Facebook owner Meta seeks up to 4 GW nuclear capacity
Meta is the latest tech company to seek nuclear as an energy source for its growing data needs as it seeks proposals for as much as 4 GW of nuclear capacity in the USA by the early 2030s.
The company, which includes Facebook, Instagram and WhatsApp among its brands, is releasing a request for proposals "to identify nuclear energy developers to help us meet our AI innovation and sustainability objectives".
The target is between 1 and 4 GW of new nuclear generation capacity in the USA. "We are seeking developers with strong community engagement, development, and permitting, and execution expertise that have development opportunities for new nuclear energy resources - either small modular reactors or larger nuclear reactors," the notice announcing the request for proposals (RFP) says.
It adds "we are taking an open approach with this RFP so we can partner with others across the industry to bring new nuclear energy to the grid". Qualification to be considered closes on 3 January with initial RFP proposals due by 7 February.
In a blog post providing further background, it says: "We are looking to identify developers that can help accelerate the availability of new nuclear generators and create sufficient scale to achieve material cost reductions by deploying multiple units, both to provide for Meta’s future energy needs and to advance broader industry decarbonisation.

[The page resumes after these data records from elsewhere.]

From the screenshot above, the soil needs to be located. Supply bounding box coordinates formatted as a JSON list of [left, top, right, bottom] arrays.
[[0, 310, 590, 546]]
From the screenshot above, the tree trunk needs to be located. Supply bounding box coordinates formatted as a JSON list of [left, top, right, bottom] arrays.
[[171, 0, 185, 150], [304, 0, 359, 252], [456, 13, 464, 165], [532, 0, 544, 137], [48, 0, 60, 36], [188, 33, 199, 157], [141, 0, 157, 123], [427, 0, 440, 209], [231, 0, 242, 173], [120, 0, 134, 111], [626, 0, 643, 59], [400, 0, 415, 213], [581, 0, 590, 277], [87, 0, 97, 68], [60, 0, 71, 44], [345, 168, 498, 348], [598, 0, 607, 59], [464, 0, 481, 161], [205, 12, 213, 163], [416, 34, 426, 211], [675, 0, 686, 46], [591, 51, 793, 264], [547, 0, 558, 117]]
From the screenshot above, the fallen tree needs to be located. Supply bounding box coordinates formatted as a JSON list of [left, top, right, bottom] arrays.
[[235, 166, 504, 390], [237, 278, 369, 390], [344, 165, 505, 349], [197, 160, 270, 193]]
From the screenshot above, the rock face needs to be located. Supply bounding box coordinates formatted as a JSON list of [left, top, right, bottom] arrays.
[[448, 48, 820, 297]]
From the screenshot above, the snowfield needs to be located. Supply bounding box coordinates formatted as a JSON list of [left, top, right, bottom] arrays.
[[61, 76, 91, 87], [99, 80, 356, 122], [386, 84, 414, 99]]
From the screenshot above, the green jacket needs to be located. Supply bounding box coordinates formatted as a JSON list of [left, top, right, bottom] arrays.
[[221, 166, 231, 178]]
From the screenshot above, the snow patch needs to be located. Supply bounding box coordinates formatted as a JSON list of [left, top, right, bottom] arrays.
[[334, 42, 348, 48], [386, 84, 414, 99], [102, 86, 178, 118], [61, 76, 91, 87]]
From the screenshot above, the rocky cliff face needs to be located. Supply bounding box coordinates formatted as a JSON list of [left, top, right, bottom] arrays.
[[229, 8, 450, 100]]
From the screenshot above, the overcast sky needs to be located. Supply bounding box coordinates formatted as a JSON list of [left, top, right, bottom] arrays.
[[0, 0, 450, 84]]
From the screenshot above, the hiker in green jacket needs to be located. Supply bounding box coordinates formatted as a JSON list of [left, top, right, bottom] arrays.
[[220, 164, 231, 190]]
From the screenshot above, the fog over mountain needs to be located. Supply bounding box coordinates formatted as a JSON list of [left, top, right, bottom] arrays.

We believe working with partners who will ultimately permit, design, engineer, finance, construct, and operate these power plants will ensure the long-term thinking necessary to accelerate nuclear technology."
Meta says that nuclear energy is more capital intensive, takes longer to develop, has more regulatory requirements and has a longer operational life so "we need to engage nuclear energy projects earlier in their development lifecycle and consider their operational requirements when designing a contract. And, as scaling deployments of nuclear technology offers the best chance of rapidly reducing cost, engaging with a partner across projects and locations will allow us to ensure that we can deploy strategically".
The decision of the Facebook-owner to bring on its own nuclear energy supply follows in the footsteps of fellow tech giants Microsoft, Google and Amazon, and is the result of the vast energy needs required for huge and growing data centres with artificial intelligence developments set to push those energy requirements even higher. As with renewables, nuclear provides carbon free power, but crucially it also provides that power round-the-clock, which is a key requirement of data centres.